Joe Haldeman’s 1989 Buying Time (also published as The Long Habit of Living) is a stand-alone science fiction novel.
The Stileman Process delivers immortality on the installment plan. In exchange for a million dollars (or all of a person’s wealth, whichever is more) the Stileman Foundation restores youth and vitality … for about ten years. Without another round of the Process, death swiftly ensues. It’s strong motivation for would-be immortals to keep earning fortunes.
Dallas1 Barr is adept at making money. What he needs now is a talent for running away.
Briskin is a fellow immortal, a man with a grand vision. That grand vision is that Briskin and a carefully selected cabal of immortals should be in charge despite all the checks and balances in place to protect the world from Briskin.
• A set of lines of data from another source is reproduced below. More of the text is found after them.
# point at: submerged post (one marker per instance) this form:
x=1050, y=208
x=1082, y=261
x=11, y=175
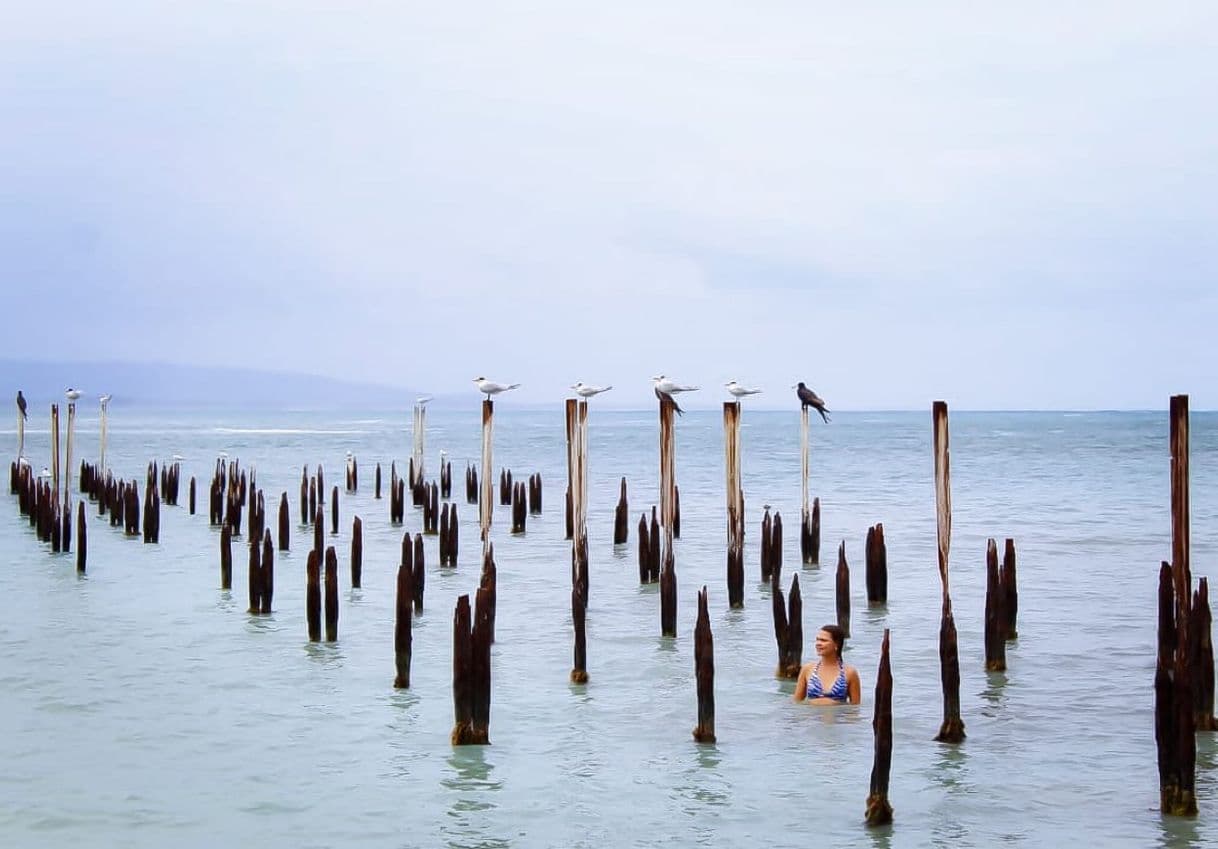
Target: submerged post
x=735, y=504
x=880, y=810
x=1175, y=688
x=704, y=671
x=953, y=729
x=486, y=497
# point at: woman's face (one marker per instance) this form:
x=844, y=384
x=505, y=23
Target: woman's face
x=825, y=644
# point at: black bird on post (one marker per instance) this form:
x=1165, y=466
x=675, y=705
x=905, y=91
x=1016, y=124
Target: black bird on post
x=809, y=398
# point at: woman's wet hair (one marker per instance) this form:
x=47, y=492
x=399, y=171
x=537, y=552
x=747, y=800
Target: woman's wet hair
x=838, y=637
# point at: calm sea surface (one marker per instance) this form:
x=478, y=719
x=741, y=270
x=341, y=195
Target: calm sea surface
x=140, y=705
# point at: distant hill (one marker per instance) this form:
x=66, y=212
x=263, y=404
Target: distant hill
x=162, y=384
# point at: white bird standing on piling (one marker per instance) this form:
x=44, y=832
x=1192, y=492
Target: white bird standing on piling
x=586, y=391
x=738, y=391
x=490, y=387
x=666, y=389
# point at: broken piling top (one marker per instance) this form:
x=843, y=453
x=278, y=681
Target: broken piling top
x=942, y=486
x=485, y=503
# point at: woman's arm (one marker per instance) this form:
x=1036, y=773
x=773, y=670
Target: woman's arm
x=853, y=687
x=802, y=683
Armed only with determination, a complete lack of ethics, and a lot of money, Briskin’s covert efforts to commandeer the Stileman Foundation have been successful.
Dallas Barr and Maria Marconi have learned too much about Briskin’s little project. They are not the first people to discover what is up. Others have made similar discoveries; they have soon died. Briskin can afford an army of assassins. This army is now looking for Dallas and Maria.
Pursued by legions of surprisingly inept killers, the couple flees across Earth, then into space itself. The Solar System is vast, but Briskin is rich and fanatical. Dallas and Maria may not find any place sufficiently far to escape Briskin.
Readers may wonder why the Stileman Foundation has policies that appear designed to impoverish the rich. This is because Stileman hated rich people and wanted to impoverish them. Like many social policies, this one does not appear to have accomplished its goal; the rich are adept at finding ways around the rules and they still run the planet.
Unlike some SF authors I could name, Haldeman doesn’t expect all of today’s nations to survive to the late 21st century in their late-1980s form. However, his guesses as to which nations would survive or change are amusing in retrospect: the Soviet Union and Yugoslavia are still hale and hearty, but the anarchistic Conch Republic has split from the USA. Ah, well. If SF authors could see the future, they’d be investing in stocks, not writing SF novels.
The novel also betrays its age with a foray into Population Bomb fears. Specifically, what would happen if the Process were more widely available? This fear is raised so it can be dismissed: the Process is by its nature labor-intensive and expensive. It will never be something the average person on the street can afford.
Haldeman uses the same stylistic approach he used in Tool of the Trade, dividing the book’s POV between Dallas and Maria. Both plots consist of numerous pursuits and narrow escapes, which I found somewhat episodic and eventually boring. At least I liked Dallas more than I liked protagonist Nick from Tool.
Both Buying and Tool are minor mid-career Haldeman novels. There’s not much to either book beyond the surface. If you’re looking for a book in which two people get pursued by a malevolent cabal around the planet and off into space, you might enjoy this adventure novel. If you desire more, look elsewhere.
1: Under no circumstances think of Bloom County while reading this novel.